En effet, ceci suppose comme réel le fait qu’un simple regard émanant d’une personne mal intentionnée, le plus souvent par envie : « le mal d’un envieux/ḥāsid », puisse détruire d’une manière ou d’une autre les choses ou êtres qu’il « a convoité/ḥasada ».
De fait, la croyance au mauvais œil repose sur une très ancienne théorie quant à la nature du regard. Pour les Égyptiens, les Grecs et les cultures de l’Orient proche, le regard vient de l’œil comme les rayons du Soleil font qu’il est celui qui voit tout. De la sorte, le soleil est l’œil du jour, la lune l’œil de la nuit et leurs rayonnements sont ce par quoi ces deux astres voient, par analogie il en est donc de même de l’œil humain.
Ainsi, puisque le regard pour eux venait de l’œil lui supposa-t-on selon cette “logique” un pouvoir sur les choses : le mauvais œil ! Toutefois, en quoi devrions-nous être dans l’obligation de rappeler que rationnellement et physiologiquement le regard n’est pas un phénomène qui part de l’œil vers l’objet regardé, mais l’inverse, c.-à-d. la perception passive par l’œil de la lumière réfractée par la chose regardée.

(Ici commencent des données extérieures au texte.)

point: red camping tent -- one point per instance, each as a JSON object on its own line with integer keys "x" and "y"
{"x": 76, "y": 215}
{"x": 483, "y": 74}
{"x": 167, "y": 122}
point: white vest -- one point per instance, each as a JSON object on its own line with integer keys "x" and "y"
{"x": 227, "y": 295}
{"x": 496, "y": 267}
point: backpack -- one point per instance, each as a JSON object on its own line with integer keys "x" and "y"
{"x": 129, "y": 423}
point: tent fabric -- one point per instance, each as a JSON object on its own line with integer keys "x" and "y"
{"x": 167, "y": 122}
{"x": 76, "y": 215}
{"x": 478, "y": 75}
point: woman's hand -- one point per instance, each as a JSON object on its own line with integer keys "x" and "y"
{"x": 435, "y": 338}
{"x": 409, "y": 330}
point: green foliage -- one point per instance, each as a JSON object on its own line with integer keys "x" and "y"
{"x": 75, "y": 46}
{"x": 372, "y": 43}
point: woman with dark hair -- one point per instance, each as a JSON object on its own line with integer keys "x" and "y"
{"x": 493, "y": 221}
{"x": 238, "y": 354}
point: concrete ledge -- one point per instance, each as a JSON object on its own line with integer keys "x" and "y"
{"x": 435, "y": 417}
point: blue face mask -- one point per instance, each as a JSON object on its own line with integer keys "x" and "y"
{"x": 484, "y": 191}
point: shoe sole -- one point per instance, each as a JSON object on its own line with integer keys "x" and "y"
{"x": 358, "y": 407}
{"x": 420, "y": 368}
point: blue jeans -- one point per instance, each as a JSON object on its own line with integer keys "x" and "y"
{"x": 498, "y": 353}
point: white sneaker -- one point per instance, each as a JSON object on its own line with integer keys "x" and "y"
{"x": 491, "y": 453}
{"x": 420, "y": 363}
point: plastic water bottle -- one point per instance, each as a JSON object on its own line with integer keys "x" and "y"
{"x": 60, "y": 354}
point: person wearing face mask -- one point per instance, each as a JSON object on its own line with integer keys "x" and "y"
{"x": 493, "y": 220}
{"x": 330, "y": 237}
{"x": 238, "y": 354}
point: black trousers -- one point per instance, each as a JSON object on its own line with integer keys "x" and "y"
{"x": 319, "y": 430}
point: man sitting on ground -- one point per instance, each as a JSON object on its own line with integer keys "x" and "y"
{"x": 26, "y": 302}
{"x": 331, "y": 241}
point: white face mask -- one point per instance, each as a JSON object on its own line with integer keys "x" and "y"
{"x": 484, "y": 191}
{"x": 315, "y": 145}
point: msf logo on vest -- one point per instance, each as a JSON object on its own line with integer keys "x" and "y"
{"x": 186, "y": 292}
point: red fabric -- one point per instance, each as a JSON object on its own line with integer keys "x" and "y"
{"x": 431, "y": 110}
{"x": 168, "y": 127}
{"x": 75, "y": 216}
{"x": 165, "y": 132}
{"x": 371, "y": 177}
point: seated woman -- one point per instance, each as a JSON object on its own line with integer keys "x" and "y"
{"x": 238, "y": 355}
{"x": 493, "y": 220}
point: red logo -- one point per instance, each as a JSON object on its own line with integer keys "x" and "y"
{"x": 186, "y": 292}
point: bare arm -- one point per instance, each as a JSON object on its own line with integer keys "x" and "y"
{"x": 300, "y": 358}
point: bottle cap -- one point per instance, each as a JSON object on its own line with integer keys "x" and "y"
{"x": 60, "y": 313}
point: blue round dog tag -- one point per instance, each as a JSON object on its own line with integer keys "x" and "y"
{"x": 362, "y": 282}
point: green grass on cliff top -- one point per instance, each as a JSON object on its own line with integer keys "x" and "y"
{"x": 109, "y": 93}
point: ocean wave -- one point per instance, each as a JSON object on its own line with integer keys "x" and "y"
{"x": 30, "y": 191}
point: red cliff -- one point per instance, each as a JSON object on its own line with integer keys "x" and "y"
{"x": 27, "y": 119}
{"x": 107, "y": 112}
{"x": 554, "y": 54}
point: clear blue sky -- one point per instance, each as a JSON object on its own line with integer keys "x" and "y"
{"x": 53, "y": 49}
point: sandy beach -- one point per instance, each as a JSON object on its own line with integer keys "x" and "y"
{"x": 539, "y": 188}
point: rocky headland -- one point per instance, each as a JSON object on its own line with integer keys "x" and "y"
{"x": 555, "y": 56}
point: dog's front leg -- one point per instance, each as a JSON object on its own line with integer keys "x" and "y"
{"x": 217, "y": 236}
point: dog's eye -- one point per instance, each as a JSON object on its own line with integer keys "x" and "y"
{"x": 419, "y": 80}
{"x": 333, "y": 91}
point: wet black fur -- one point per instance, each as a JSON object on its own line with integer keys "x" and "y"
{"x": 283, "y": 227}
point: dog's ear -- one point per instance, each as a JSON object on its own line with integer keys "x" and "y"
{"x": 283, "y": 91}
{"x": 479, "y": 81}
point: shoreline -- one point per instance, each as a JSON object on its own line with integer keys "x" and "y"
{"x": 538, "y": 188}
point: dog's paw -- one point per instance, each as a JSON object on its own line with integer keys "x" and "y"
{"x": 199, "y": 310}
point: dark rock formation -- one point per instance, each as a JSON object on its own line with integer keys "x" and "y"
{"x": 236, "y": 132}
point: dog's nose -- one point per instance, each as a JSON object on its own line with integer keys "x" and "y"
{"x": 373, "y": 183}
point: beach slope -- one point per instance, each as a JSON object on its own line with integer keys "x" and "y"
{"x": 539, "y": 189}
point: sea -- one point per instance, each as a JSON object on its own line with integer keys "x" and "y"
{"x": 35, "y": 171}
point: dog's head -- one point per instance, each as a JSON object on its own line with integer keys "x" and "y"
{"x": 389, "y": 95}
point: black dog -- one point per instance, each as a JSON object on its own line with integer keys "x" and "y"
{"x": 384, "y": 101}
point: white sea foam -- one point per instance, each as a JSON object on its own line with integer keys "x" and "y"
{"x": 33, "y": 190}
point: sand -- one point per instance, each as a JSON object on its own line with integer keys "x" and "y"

Ceci étant, et comme précédemment, l’Exégèse a entériné la croyance au mauvais œil au mépris de sa condamnation coranique en l’inscrivant pour cela dans le marbre du Hadîth.
Citons parmi de nombreux dits : « Le mauvais œil est une réalité »[5] et cette affirmation anti-monothéiste et de plus contradictoire avec la croyance orthodoxe en la Prédestination semble avoir été pleinement endossée : « Si une chose peut devancer la prédestination, c’est le mauvais œil » ![6]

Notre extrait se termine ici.